How Seniors And Millennials Are Impacting Denver’s Housing Market

How Seniors And Millennials Are Impacting Denver’s Housing Market

Millennials (born between 1981-1996) could be waiting twenty years to save enough to afford a 20% downpayment on a home in Denver, Westword reports. Despite this news, Denver remains a popular location with millennial house-hunters who are buying homes at an increasing rate — even if they’re having to pay more than previous generations. One reason for this is the new trend in older Americans “aging in place”, resulting in less houses on the market which drives up the price for millenials.

Changes in home ownership over generations

In Denver and across the US, home ownership isn’t as prevalent for millennials as it was for their parents and grandparents. For example, 14% of Generation Xers who moved home in 2000 did so to buy their own homes, compared to 6% of millennials today. In 1981, 56% of baby boomers ages 25 to 35 lived in homes they were buying, compared to 37% of millennials today. And, if the homeownership rate for millennials was the same today as it was for previous generations aged 25-39, there’d be 3.4 million more homeowners.

Denver: popular with millenials

The millennials who are buying homes consider Denver one of the top destinations — the city ranked sixth on the Meyers Millennial Desirability Index (behind Dallas, Houston, Austin, Phoenix and Orlando). With a median home value of  $427,300, Denver isn’t the cheapest location, yet it has its perks. Denver offers high-paying employment opportunities (something millennials prioritize as they’re sick of the hassle and expense of commuting). It’s also popular for its activities and lower crime rates.

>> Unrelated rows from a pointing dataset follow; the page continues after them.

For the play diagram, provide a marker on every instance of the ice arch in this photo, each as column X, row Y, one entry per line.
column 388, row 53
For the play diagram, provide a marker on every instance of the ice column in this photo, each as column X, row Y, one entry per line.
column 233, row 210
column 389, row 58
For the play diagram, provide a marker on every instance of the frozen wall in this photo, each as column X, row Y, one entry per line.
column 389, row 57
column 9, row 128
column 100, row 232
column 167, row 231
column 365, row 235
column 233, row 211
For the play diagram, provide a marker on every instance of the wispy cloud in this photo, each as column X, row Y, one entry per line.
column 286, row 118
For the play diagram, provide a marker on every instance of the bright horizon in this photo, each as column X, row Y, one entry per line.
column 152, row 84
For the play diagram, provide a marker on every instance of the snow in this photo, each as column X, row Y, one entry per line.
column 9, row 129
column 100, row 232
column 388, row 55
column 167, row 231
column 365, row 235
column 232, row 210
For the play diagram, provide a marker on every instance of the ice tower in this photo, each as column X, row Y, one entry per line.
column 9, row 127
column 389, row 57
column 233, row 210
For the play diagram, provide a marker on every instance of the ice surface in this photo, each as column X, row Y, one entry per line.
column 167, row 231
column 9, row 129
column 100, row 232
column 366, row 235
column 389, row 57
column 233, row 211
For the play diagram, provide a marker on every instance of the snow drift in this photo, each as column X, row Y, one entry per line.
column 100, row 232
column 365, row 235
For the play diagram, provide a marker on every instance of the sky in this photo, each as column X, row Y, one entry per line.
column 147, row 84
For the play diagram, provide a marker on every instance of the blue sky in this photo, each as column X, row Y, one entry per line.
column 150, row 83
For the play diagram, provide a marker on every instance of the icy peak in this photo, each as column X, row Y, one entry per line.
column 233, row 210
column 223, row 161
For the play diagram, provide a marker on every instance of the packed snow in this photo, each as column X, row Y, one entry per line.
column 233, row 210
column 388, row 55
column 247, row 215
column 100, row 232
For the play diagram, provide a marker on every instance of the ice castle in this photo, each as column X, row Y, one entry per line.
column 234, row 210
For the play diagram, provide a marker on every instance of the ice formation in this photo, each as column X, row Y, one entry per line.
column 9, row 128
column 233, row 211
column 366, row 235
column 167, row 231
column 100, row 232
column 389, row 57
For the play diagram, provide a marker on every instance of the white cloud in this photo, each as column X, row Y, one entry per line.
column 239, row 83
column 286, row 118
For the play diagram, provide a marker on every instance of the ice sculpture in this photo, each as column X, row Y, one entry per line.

Denver seniors aging in place

Many older Denver residents intend to stay put in their own homes, therefore keeping them off-limits to millennials. Aging in place is increasingly desired for the comfort and familiarity it offers. However, it can also be costly. Home improvements or in-home caretakers may be necessary, for example. Numerous seniors are therefore using reverse mortgages to borrow against their home equity tax-free in order to continue living in their homes comfortably through old age. In fact, this trend is largely responsible for Colorado’s fast-growing aging population — by 2030, the 65-and-older population will rise to 1.27 million, a 77% increase from 2015.

Alternatively, older residents may choose to sell their homes and move in with family, downsize, or join assisted living communities. Their homes are then freed up for younger buyers. As millennials continue to reach peak home-buying age (25-45), we can expect the percentage of millennial Denver home-owners to only increase from here.